Perfect days – is that even a thing?
Perfect Days was for me one of these surprises of 2024 in the cinematic universe. I remember seeing the trailer and thinking: this will be a beautiful but underrated film. But I was wrong – and I love being wrong. It’s not so underrated!!
Next time is next time. Now is now.
I was surprised to learn that Perfect Days was directed by a German director, Wim Wenders (I know his Million Dollar Hotel, Le sel de la terre and Paris, Texas). And when I saw his name, I was skeptical – how on Earth could a German director convince me that he knows a thing or two about the sacred art of zen?
But I had no expectations when mum and I walked into the theater. Oh well, I will be honest with you – I was tired and expected to fall asleep while watching, but the truth is I couldn’t stop smiling. And I don’t even know when the 2 hours flew by!
So, what charmed me about the simple life of an older man, so seemingly routinely mundane? Just this. The simplicity, the routines (that for the purpose of this text and my entire life I will call traditions) and enjoying the overlooked beauty.
The world is made up of many worlds; some are connected, and some are not.
Hirayama (played by fantastic Kōji Yakusho) lives a simple life – simple to the very definition of the word. He wakes up before dawn, puts on his overalls, gets a canned coffee from a vending machine outside, gets to his car and starts his day as a cleaner of public toilets in Tokyo.
One might say what’s so extraordinary about it? How can one be happy with such a life? How can one call such a day a perfect day? What is so perfect about it? Now, when you will be my age (haha, I do sound like a well-lived 80-year-old, here being in the beginning of my 30s), you will start to appreciate the little rituals and traditions.
For me, in Spring and Summer it’s enjoying a cup of coffee on my balcony before work. With a book, but without my phone. Sometimes with music. Or it’s reading a book in bed in the evening (lately I am aiming for 100 pages a day).
These kind of perfect little things remind me about the simple beauty of life. Because not everything has to be extraordinary or perfect. It doesn’t have to be grand or special. Sharing a cup of coffee with your best friend on the Saturday morning where the both of you sit there in silence is perfect.

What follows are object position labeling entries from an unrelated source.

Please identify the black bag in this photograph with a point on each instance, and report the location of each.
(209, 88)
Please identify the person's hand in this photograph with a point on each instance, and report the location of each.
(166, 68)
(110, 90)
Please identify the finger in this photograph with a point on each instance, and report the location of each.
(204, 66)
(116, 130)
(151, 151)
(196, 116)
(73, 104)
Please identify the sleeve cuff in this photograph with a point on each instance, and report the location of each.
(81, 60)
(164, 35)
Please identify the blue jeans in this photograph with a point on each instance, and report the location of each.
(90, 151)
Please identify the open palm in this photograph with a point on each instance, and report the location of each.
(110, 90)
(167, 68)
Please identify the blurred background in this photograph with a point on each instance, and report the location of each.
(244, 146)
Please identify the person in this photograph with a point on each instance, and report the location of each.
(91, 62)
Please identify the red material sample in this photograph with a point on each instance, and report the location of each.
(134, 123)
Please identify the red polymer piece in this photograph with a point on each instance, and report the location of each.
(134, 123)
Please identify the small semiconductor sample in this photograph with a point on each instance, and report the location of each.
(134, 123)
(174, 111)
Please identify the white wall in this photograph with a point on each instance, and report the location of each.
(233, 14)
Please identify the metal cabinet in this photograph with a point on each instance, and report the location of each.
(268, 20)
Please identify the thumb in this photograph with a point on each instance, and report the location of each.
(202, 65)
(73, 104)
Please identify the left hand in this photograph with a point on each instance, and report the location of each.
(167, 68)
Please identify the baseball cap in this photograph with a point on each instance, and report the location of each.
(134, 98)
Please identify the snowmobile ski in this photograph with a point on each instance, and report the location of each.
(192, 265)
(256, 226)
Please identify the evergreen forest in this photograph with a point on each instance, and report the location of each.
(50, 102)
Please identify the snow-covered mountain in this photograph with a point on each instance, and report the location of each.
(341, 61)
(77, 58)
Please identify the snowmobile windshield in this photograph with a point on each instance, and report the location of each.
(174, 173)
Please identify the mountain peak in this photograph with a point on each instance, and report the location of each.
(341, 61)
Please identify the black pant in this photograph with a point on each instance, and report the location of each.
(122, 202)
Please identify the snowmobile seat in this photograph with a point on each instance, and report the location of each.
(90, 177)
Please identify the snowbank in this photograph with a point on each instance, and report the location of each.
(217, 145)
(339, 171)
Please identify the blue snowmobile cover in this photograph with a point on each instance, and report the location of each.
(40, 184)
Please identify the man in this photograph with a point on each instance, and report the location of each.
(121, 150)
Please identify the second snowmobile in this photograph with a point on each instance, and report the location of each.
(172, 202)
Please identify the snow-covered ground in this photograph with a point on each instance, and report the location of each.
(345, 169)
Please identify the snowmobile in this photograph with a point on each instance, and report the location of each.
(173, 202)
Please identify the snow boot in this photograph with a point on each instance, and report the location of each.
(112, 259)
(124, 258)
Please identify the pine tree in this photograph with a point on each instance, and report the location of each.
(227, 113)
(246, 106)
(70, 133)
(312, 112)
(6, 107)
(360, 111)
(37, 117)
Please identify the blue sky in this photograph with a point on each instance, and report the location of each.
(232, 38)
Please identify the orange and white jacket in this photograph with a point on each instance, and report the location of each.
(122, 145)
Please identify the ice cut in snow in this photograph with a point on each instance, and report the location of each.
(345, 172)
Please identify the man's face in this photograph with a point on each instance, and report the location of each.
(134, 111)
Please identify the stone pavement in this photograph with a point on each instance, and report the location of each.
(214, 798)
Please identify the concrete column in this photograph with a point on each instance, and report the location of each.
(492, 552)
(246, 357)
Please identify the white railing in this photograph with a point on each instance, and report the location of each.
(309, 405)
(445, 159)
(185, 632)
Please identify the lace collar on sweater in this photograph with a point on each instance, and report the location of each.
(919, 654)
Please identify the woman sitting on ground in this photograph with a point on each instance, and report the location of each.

Just a perfect day, drink sangria in a park
and then later, when it gets dark we go home…
Yet Hirayama welcomes the unexpected with somewhat open arms. But about this in a moment – for now let me tell you about his lunch break. Always at the same park, always at the same bench, his head always up looking at the trees. Always taking out his analog camera to take a picture of the leaves. Or maybe the sunlight leaking through the leaves…
And actually, there is a word in Japanese: komorebi, which means exactly that: sunlight leaking through the leaves, and initially this was supposed to be the title of the film. But this word means so much more: connection to nature, the necessity to take a break and taking time to absorb and appreciate the perfect meaning of tiny, seemingly insignificant details.
And Hirayama has the perfect grasp on it. And when you take a closer look at the songs he chooses as the “windows to his soul”, you know I am right: Lou Reed and Nina Simone! Hirayama is happy.
Oh it’s such a perfect day, I’m glad I spend it with you
Hirayama’s ascetic life is stripped back to basics: music? He plays on cassette tapes collected, we can only assume, in his long-ago youth. Books? He gets them secondhand from the budget section of the local bookstore. And the trees… It seems that they have a particular significance for him. It’s something that he pays back by cautiously rescuing fragile Japanese maple seedlings in order to nurture them in his apartment.
And even when his niece unexpectedly visits him, or when his erratic co-worker drags him into some messy situations, Hirayama accepts and molds into this. An unexpected adventure that will stay with him forever.
I think that is the beauty of his perfect days. They might seem the same, they are tinted with rituals and predetermined stops, but they make him happy. And you know what? I am here for it!!! Perfect days is simple and yet profound, and I will recommend it to everyone who lost their ability to slow down and appreciate life a bit.